The Swiss and Germans call it "Scherenschnitte;" the French call it "Decoupeur;" to the Japanese it is "Mon-kiri;" and in America it is "Papytomania." All these are different names for papercutting. The Polish papercuts are called "Wycinanki."
Papercutting is an art form in India, Persia, Spain, Mexico, Africa, and China, among other places. In fact, refinements of the silhouette as an art form have been known since 399A.D.
Russia's Empress Catherine the Great collected scissored portraits of friends, relatives, and members of royalty. Napoleon's Marie Louise of Austria cut symmetrical flower compositions of white paper mounted on pale blue backgrounds, as did Marie Antoinette, who sometimes used birds and bow knots as well. For many years the affluent classes and people of political importance were the primary artists and collectors in this field.
Etienne de Silhouette, who gave his name to the silhouette, was a miserly French tax collector, too penurious to pay for a painted likeness. For many years the word was used as a derisive term. The famous August Edouart brought elegance to this art and captured many likenesses with his "Shades," as they were called. Some were full length family studies, with children depicted in delightful activities. Denmark's Hans Christian Andersen's papercuts are tangible evidence of this gifted storyteller's nimble fingers. Fortunately many of his cuts have survived.

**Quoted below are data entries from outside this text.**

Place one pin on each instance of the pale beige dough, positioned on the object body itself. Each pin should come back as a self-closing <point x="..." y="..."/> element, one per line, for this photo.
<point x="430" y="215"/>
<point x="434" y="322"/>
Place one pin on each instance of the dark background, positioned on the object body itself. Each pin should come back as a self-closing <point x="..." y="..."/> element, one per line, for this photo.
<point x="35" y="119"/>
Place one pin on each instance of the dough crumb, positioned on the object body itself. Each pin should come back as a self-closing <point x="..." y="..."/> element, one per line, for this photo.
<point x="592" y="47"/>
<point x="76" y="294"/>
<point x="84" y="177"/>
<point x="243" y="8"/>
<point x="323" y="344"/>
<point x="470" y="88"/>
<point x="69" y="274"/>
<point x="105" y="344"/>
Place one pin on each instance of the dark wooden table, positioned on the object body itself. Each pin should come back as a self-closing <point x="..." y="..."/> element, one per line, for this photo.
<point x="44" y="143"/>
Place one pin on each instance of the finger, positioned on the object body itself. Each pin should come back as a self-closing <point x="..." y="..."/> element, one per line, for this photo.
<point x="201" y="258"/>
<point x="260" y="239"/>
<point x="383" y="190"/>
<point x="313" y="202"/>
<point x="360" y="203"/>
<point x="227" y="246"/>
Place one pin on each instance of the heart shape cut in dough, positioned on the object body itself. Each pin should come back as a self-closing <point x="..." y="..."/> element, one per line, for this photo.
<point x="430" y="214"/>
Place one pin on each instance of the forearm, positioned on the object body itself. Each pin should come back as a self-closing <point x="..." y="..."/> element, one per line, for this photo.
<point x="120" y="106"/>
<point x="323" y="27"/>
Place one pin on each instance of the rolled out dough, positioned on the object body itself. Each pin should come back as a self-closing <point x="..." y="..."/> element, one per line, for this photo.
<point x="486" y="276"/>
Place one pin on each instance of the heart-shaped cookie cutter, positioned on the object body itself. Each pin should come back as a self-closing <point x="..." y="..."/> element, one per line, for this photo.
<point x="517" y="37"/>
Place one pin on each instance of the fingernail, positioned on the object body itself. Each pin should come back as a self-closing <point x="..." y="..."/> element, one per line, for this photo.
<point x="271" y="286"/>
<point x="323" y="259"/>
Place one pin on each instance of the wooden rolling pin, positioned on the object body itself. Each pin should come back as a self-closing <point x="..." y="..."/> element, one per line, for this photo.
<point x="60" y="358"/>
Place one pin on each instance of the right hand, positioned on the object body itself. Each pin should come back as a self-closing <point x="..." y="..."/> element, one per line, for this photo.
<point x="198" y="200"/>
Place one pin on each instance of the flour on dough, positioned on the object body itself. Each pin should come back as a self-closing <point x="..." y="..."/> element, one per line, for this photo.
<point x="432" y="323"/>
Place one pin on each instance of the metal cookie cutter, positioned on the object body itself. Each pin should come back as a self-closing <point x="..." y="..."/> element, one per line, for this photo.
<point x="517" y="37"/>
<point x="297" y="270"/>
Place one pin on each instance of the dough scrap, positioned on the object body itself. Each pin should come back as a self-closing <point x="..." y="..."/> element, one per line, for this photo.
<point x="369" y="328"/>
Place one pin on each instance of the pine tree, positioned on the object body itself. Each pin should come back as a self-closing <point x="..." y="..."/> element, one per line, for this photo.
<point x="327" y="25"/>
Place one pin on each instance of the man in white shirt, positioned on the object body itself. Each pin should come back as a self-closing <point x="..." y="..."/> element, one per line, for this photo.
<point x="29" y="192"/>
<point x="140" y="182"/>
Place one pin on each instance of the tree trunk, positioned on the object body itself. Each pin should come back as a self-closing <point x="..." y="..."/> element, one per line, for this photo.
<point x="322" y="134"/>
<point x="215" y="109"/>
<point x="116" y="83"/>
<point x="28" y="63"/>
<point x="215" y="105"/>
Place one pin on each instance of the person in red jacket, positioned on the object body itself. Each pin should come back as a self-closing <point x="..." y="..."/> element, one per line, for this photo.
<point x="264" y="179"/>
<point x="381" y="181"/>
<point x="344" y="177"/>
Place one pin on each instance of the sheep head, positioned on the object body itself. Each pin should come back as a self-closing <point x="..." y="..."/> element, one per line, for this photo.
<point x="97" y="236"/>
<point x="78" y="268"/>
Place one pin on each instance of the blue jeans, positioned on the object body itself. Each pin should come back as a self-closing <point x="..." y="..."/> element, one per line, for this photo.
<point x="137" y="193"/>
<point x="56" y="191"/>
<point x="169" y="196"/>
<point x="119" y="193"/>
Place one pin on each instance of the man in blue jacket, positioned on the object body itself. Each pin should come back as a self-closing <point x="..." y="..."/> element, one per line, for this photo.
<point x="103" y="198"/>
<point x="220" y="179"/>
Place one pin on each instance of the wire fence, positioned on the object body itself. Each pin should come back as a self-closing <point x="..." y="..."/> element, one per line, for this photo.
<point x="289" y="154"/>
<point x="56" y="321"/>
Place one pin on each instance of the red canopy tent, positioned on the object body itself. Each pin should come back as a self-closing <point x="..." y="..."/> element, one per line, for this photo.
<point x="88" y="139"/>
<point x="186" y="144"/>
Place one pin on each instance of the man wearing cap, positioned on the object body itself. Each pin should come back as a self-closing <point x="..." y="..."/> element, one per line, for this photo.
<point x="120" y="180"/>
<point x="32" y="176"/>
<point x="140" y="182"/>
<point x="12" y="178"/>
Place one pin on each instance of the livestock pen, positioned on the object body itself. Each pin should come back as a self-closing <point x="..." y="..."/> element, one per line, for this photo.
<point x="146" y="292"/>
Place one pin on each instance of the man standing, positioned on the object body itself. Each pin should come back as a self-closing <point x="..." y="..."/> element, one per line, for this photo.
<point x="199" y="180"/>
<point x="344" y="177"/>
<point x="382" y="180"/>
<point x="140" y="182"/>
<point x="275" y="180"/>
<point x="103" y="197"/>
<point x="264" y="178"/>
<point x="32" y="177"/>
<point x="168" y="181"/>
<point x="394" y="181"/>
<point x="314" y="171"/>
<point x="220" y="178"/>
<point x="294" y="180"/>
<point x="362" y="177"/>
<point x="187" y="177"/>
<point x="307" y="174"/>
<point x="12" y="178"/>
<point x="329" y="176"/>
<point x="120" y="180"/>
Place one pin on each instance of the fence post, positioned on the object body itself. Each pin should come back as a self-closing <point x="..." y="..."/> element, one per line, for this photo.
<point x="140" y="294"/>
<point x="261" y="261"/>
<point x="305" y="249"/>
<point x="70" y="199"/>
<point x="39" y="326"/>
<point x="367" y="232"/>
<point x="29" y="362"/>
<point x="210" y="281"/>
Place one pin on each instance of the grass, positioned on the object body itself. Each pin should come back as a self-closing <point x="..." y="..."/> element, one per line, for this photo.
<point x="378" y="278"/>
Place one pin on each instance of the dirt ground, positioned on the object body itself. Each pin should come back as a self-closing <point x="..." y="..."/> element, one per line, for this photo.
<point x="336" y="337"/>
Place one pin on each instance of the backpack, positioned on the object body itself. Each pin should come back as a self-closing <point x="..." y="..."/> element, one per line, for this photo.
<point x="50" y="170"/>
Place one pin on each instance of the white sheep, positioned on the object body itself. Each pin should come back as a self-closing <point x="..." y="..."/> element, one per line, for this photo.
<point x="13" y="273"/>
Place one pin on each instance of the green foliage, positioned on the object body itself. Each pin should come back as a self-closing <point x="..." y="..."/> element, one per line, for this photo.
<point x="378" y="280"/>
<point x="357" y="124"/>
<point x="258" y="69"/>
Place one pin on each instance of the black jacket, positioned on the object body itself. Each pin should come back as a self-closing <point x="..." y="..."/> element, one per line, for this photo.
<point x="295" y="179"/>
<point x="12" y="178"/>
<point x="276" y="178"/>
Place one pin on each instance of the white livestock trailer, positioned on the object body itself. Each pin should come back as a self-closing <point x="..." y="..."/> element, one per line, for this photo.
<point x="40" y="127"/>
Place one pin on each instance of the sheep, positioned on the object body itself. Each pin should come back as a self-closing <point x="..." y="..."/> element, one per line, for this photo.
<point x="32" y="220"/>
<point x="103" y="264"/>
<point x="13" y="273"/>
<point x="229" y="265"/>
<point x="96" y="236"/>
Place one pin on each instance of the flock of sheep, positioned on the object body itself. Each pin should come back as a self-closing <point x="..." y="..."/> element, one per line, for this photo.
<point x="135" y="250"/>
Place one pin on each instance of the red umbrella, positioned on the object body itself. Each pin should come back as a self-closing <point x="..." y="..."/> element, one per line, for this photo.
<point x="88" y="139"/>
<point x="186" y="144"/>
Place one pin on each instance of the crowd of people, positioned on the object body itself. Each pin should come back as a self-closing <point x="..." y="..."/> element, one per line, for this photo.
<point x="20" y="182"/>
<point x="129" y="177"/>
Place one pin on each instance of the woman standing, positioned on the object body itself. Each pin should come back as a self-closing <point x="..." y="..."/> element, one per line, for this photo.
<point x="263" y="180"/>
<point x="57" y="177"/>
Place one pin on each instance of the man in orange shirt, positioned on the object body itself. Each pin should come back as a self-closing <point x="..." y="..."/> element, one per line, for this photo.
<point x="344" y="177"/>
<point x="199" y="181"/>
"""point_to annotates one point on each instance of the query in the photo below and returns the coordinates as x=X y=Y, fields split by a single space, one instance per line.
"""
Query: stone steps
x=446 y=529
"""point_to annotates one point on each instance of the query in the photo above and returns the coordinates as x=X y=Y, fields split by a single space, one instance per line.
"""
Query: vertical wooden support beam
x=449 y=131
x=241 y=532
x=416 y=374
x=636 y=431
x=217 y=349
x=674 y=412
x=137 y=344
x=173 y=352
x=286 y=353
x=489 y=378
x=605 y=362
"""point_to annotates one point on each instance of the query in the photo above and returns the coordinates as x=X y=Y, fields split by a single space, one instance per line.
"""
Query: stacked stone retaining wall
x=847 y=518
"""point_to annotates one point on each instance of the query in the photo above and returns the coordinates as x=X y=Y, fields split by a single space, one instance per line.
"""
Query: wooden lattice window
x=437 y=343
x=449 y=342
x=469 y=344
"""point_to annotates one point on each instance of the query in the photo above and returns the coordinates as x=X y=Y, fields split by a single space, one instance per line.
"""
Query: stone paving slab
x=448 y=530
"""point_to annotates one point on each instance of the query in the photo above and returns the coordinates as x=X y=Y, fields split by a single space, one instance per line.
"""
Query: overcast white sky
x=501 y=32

In the Orient, much papercutting was made to transfer embroidery designs. In Mexico, papercut banners are still used in church processions.
In England, papercutting for home decoration was made famous by Mrs. Delaney and Amelia Blackburn, who made elaborate collages of birds, flowers, and wreathes in realistic designs of minute overlays and slivers of color. These papercuts were greatly prized and some are still on display at the British Museum. More recently, the present Queen of England, then Princess Elizabeth, made papercuts of brown paper of her favorite horses. Later these were accented with white ink for added dimension.
In America, scissor cuts developed in a variety of forms. Some were love tokens, formal proposals of marriage, or items of a commemorative nature. These often used details of embossing or pinpricks, and many were accented with watercolor. An entire class at Yale College had silhouettes cut. These papercuts survive today as class records.
It was some time before paper became more readily available for the average worker, and astoundingly beautiful results came about when paper became a more common medium. Beautiful pastoral scenes, prayer pictures, New Years' presents, and elaborate love tributes were created.
Two American scissors artists are worth mentioning. One was Nelly Honeywell, who went from fair to fair selling papercuts for a living. Born without arms, she held her scissors in her mouth while she cut The second was a railroad engineer named William Henry Brown, who made a six foot long papercut of the first railroad locomotive, the DeWitt Clinton. This creation is housed in a Connecticut museum, and is the longest papercut on record.